Optimizing workload with Large amounts of computations but small amount of results

So this might be more of a theoretical parallel optimization problem then a CUDA specific problem per say. I’m very new to Parallel Programming in general so this may just be personal ignorance.

So I have a workload that consists of a 64 bit binary number upon which I run analysis on. If the analysis completes then that binary number is a valid solution. If the analysis breaks midway then it’s invalid. The end goal is to get a list of all the valid solutions.

Now there are many trillions of 64 bit binary numbers I am analyzing but only ~5% or less will be valid solutions, and they usually come in bunches (ie. every consecutive 1000 numbers are valid and then every random billion or so are invalid).
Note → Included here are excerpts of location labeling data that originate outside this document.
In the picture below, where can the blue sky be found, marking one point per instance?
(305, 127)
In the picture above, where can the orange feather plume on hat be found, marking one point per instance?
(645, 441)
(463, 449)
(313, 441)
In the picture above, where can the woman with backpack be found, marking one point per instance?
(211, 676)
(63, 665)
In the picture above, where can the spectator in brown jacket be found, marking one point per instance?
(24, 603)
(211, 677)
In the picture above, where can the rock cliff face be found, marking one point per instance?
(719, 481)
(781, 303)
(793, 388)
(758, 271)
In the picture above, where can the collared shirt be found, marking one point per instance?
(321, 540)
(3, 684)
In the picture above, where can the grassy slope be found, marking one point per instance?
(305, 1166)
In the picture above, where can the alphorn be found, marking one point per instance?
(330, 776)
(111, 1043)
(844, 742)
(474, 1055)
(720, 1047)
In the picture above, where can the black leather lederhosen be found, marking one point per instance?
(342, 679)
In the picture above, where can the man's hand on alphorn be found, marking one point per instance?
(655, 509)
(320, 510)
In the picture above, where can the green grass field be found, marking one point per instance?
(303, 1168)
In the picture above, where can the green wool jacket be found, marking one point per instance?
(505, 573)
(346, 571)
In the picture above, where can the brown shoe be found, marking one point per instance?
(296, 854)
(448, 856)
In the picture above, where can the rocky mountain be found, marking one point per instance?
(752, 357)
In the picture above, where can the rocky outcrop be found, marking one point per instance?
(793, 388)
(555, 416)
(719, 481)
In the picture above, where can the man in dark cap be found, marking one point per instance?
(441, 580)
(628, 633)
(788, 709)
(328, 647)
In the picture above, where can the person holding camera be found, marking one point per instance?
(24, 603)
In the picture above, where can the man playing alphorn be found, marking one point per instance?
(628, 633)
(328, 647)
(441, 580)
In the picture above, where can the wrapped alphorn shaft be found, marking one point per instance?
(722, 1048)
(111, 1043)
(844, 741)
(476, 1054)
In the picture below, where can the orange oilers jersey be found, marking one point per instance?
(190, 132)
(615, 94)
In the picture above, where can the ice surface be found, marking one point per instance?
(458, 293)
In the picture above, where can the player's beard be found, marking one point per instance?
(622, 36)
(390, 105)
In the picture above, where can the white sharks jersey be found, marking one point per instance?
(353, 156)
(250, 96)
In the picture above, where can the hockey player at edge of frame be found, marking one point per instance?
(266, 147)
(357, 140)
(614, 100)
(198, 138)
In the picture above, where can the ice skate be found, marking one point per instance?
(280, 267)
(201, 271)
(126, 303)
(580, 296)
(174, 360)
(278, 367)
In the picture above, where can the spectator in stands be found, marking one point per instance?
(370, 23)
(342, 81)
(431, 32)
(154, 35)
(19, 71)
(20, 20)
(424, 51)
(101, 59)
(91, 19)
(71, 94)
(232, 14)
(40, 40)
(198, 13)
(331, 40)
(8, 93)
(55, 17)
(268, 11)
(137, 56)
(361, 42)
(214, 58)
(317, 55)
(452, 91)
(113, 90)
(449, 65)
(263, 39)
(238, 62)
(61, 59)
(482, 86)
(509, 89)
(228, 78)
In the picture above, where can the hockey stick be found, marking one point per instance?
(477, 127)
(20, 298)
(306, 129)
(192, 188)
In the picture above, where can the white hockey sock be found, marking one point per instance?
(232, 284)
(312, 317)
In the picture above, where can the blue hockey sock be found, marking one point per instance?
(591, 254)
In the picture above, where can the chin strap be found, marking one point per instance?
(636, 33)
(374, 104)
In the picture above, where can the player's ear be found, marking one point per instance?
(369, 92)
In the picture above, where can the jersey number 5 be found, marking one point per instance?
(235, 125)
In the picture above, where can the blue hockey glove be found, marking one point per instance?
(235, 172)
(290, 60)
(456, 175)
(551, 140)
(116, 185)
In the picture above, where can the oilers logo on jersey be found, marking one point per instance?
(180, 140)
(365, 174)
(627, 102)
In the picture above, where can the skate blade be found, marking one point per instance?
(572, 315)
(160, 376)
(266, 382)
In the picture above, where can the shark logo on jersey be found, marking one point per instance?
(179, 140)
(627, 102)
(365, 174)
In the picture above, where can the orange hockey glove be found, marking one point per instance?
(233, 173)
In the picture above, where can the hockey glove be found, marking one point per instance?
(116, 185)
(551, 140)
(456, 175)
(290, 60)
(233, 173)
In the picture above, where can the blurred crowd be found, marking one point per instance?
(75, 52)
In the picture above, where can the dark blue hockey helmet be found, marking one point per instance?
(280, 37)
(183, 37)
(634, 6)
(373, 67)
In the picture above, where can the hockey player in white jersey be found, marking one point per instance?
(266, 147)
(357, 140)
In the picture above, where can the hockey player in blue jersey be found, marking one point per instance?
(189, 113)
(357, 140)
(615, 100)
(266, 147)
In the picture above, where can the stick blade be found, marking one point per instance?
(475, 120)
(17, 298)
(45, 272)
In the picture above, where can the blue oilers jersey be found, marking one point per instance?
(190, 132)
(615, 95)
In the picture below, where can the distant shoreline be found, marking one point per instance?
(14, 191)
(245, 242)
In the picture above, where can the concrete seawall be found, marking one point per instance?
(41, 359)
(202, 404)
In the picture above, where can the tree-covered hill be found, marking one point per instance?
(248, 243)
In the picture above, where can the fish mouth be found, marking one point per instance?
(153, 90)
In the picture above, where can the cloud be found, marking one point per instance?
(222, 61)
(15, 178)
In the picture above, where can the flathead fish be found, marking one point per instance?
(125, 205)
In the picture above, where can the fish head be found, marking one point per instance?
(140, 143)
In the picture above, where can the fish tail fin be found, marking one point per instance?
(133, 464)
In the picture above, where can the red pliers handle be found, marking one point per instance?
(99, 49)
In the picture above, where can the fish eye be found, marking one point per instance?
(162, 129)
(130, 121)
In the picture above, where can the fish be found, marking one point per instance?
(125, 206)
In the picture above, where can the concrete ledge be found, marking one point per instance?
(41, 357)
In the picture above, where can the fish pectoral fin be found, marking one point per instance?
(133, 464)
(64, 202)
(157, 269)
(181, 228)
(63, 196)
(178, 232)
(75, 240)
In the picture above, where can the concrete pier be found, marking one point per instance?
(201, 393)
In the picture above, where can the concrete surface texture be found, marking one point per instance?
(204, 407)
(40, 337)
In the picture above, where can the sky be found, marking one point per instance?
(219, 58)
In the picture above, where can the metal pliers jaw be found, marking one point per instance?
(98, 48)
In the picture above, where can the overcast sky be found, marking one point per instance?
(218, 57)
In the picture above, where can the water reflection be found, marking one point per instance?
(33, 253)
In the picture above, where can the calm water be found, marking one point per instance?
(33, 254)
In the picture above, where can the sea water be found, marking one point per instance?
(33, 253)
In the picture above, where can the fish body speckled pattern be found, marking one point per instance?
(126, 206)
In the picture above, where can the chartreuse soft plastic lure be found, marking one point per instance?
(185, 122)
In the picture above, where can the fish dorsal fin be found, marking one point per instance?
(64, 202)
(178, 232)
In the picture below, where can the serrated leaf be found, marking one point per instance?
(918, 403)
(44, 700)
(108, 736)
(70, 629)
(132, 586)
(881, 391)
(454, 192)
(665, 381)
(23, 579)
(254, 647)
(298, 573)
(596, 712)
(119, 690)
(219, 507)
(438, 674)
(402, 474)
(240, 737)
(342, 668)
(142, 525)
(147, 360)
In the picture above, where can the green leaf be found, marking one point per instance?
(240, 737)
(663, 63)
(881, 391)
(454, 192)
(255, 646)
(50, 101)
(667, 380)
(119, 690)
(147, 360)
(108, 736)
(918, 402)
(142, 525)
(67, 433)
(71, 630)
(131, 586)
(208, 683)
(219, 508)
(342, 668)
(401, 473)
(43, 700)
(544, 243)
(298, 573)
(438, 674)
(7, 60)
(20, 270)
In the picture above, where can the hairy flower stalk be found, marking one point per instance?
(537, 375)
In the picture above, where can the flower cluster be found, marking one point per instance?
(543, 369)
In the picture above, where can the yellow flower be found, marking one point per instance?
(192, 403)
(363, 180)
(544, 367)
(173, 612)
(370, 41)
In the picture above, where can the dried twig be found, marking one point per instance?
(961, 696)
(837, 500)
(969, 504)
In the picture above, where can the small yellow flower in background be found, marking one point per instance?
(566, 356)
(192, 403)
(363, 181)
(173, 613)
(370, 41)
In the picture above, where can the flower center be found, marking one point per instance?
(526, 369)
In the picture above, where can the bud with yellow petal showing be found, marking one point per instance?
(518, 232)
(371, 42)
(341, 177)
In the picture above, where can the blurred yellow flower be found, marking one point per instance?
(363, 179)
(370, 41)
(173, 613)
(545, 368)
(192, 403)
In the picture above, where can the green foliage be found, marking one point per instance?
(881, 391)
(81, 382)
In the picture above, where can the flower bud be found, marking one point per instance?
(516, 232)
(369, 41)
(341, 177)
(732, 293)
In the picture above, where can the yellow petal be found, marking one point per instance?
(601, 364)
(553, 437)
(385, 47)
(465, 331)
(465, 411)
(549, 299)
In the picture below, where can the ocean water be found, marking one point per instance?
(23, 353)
I can’t find a pattern to the space between bunches so I can’t ignore the large chunks of invalid solutions.

Currently, every thread in a kernel call analyzes just one number. If the number is valid it denotes it as such in it’s respective place on a device array. Ditto if it’s invalid. So basically I generate a data point for very value analyzed regardless if it’s valid or not. Then once the array is full I copy it to host only if a valid solution was found (denoted by a flag on the device). With this, overall throughput is greatest when the array is the same size as the # of threads in the grid.

But Copying Memory to & from the GPU is expensive time wise. That said what I would like to do is copy data over only when necessary; I want to fill up a device array with only valid solutions and then once the array is full then copy it over from the host. But how do you consecutively fill an array up in a parallel environment? Or am I approaching this problem the wrong way?

I’m pretty sure what you’re describing is a form of filtering or reduction operation called stream compaction.

This blog:

https://devblogs.nvidia.com/cuda-pro-tip-optimized-filtering-warp-aggregated-atomics/

briefly touches on the basic idea, then pretty quickly dives into an “extreme optimized” method.

More generally, this is easy to do with either atomics or a library like cub or thrust.